Trumps Machtkampf mit der Justiz

von Redaktion

Erst Haare ab, dann geht‘s in die Gefängniszellen.

Ankunft im Hochsicherheitsknast: Fast 240 Mitglieder der kriminellen Organisation Tren de Aragua werden in der Stadt Tecoluca in El Salvador inhaftiert. © Handout/AFP (3)

Washington – Spätestens seit dem Wochenende hat Donald Trump einen neuen engen Verbündeten. Es handelt sich um Nayib Bukele, den Präsidenten El Salvadors, der dem US-Kollegen ein verlockendes Angebot gemacht hatte: Für sechs Millionen US-Dollar würde er 238 Migranten aus Venezuela in einem Hochsicherheitsgefängnis unterbringen. Dass die US-Justiz etwas dagegen hatte, scherte die Politiker nicht.

Tatsächlich ignorierte Trump eine Verfügung von Bundesrichter James Boasberg aus Washington. Der hatte per Eilverfahren entschieden: Mindestens 14 Tage lang dürfen keine Migranten ausgeflogen werden, wenn Trump sich dabei auf ein Uralt-Gesetz für einen Kriegsfall beruft. Flugzeuge müssten sogar umkehren, falls sie mit den Betroffenen bereits gestartet seien. Das galt für mindestens jene zwei Jets, in denen die Venezolaner saßen.

Doch die „ungesetzliche Anordnung“ von Boasberg sei zu einem Zeitpunkt gekommen, da sich die Flugzeuge bereits über internationalen Gewässern befunden hätten, behauptete das Weiße Haus. Und dort gelten US-Gesetze nicht. Also landeten die Maschinen in El Salvador, und Präsident Bukele schickte auf „X“ drei hämische Worte in Richtung des einst von Barack Obama eingesetzten Richters: „Ooops. Zu spät“.

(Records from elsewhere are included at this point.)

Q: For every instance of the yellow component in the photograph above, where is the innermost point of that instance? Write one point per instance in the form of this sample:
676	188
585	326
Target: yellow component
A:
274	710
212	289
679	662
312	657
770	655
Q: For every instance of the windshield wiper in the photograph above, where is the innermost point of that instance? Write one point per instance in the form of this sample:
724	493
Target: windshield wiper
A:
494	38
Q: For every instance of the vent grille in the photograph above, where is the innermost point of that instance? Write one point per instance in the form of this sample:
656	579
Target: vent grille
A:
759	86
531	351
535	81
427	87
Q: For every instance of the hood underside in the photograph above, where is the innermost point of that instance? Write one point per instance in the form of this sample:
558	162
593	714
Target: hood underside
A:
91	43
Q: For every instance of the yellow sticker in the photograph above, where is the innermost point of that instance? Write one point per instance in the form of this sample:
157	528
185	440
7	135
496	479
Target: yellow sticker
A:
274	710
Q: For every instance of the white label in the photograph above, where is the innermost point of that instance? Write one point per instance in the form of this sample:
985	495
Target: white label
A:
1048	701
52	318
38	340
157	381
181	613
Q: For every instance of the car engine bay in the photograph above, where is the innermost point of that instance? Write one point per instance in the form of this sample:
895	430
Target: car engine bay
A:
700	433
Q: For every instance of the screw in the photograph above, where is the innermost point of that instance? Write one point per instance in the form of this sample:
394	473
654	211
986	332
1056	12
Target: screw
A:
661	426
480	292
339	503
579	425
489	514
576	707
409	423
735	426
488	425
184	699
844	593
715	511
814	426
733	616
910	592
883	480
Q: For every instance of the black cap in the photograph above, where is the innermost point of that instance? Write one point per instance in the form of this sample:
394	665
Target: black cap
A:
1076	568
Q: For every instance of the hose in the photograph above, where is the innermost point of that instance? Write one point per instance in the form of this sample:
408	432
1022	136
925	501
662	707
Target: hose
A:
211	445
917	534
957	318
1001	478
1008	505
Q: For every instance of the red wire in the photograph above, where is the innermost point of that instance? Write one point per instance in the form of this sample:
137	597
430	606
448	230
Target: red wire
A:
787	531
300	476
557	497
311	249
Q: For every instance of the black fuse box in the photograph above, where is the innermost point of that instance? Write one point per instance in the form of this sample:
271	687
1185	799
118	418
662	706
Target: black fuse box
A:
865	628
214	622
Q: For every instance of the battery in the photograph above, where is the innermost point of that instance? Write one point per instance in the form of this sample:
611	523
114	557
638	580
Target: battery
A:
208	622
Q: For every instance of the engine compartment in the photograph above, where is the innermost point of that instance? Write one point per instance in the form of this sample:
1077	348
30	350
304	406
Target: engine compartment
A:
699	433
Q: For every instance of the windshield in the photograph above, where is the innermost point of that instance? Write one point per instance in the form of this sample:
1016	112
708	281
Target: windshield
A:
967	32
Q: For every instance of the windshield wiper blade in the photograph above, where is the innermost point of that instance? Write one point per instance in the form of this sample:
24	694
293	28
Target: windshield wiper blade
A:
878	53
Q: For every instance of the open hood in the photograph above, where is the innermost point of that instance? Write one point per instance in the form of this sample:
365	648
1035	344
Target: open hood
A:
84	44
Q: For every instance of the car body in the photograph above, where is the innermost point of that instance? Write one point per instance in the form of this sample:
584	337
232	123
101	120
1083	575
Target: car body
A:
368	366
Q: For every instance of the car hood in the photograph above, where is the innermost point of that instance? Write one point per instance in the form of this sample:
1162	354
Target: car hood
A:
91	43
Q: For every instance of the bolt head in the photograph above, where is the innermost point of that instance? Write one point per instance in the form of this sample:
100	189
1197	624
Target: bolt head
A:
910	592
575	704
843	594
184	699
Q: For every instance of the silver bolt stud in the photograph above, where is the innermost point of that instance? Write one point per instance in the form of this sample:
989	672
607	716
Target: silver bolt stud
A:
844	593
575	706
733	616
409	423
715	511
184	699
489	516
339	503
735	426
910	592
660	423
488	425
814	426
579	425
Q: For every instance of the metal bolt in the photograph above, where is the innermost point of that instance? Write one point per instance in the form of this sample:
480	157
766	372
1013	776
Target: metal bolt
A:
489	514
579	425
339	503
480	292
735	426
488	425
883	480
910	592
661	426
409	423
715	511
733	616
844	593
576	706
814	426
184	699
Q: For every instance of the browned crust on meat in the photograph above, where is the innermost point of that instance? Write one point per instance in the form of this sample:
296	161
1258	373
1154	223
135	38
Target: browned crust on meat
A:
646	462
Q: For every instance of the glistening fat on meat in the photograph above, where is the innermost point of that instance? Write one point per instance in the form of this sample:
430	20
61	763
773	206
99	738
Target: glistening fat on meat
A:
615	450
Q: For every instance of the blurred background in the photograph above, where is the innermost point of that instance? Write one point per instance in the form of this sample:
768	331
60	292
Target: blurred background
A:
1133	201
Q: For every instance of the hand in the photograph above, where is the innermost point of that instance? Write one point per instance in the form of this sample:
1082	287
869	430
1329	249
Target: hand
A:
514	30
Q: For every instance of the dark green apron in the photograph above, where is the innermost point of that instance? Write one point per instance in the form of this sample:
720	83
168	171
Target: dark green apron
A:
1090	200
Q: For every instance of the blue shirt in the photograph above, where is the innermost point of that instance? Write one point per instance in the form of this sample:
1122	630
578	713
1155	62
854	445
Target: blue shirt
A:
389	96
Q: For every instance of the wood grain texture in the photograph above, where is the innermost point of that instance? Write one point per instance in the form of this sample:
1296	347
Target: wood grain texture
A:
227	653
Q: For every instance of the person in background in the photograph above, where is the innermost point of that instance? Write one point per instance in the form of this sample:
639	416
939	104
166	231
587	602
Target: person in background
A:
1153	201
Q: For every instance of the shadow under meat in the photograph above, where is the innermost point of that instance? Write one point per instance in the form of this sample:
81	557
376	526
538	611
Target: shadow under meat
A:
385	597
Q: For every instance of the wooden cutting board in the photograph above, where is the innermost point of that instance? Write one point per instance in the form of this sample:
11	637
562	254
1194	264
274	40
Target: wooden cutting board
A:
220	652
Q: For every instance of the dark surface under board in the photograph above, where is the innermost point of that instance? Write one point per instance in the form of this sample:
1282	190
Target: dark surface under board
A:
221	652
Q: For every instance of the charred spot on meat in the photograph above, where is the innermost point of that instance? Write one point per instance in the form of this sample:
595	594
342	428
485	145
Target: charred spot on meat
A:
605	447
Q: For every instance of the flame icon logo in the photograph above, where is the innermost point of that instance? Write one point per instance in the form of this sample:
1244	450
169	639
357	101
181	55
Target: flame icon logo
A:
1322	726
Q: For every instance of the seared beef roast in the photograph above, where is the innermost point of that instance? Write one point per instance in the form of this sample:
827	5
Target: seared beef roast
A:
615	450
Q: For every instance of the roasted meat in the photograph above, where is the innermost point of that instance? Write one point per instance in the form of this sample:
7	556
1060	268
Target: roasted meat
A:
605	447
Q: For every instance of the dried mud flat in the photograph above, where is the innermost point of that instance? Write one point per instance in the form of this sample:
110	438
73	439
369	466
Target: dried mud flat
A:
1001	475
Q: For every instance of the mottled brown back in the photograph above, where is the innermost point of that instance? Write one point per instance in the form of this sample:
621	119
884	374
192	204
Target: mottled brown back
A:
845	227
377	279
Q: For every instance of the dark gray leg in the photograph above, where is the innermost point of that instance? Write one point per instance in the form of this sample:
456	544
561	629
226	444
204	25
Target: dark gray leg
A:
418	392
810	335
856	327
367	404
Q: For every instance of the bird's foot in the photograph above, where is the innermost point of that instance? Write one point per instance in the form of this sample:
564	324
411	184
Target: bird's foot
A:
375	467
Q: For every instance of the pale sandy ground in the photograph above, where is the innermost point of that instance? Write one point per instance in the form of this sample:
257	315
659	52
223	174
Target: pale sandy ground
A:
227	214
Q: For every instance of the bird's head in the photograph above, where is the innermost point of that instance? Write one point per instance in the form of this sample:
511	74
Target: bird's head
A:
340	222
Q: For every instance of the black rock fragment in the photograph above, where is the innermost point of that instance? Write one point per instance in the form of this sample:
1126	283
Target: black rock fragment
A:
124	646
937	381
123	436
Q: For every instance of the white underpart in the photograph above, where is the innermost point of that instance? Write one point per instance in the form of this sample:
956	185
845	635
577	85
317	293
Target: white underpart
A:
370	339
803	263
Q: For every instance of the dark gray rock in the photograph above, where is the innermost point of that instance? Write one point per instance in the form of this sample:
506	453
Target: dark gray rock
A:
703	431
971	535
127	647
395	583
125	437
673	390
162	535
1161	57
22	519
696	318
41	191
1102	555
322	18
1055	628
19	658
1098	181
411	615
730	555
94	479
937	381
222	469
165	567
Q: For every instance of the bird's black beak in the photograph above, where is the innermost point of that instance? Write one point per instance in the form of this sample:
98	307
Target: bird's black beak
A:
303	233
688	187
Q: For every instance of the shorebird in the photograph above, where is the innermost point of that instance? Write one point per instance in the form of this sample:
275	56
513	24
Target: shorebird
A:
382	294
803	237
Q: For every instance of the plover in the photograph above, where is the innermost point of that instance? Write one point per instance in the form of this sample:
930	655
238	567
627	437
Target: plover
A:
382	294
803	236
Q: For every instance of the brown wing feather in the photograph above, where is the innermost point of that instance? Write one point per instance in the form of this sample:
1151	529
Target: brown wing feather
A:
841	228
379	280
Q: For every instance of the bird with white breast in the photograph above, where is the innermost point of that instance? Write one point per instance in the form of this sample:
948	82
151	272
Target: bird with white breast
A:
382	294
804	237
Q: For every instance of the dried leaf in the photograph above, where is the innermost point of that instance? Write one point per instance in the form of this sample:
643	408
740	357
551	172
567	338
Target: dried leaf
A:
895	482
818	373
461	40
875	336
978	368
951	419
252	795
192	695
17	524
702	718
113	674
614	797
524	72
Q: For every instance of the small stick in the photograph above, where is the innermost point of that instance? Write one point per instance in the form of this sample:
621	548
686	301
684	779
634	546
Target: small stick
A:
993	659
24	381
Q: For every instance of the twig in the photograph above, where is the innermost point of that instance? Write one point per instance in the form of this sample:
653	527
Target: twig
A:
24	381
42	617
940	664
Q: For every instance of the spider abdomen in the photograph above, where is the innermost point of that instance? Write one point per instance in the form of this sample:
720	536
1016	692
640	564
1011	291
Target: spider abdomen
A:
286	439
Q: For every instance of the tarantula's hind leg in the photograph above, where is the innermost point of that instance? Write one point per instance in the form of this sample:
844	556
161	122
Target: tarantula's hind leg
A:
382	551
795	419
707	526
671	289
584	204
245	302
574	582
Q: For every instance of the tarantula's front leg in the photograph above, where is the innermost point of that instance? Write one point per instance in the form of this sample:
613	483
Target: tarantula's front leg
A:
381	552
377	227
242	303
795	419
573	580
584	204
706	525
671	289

Trump hatte die Flugzeuge bewusst schnell starten lassen, als die Anhörung im Gerichtssaal begonnen hatte. Dieser spektakuläre Vorgang zur Deportierung von Migranten, von denen fast alle gefährlichen Gangs angehören sollen, steht für den frisch entbrannten Machtkampf zwischen dem Republikaner Trump und einer Vielzahl von Richtern, die fast immer durch Demokraten ins Amt gehoben wurden – und die nun zu einer Art Widerstandsbewegung gegen den im linken Lager verhassten Präsidenten geworden sind.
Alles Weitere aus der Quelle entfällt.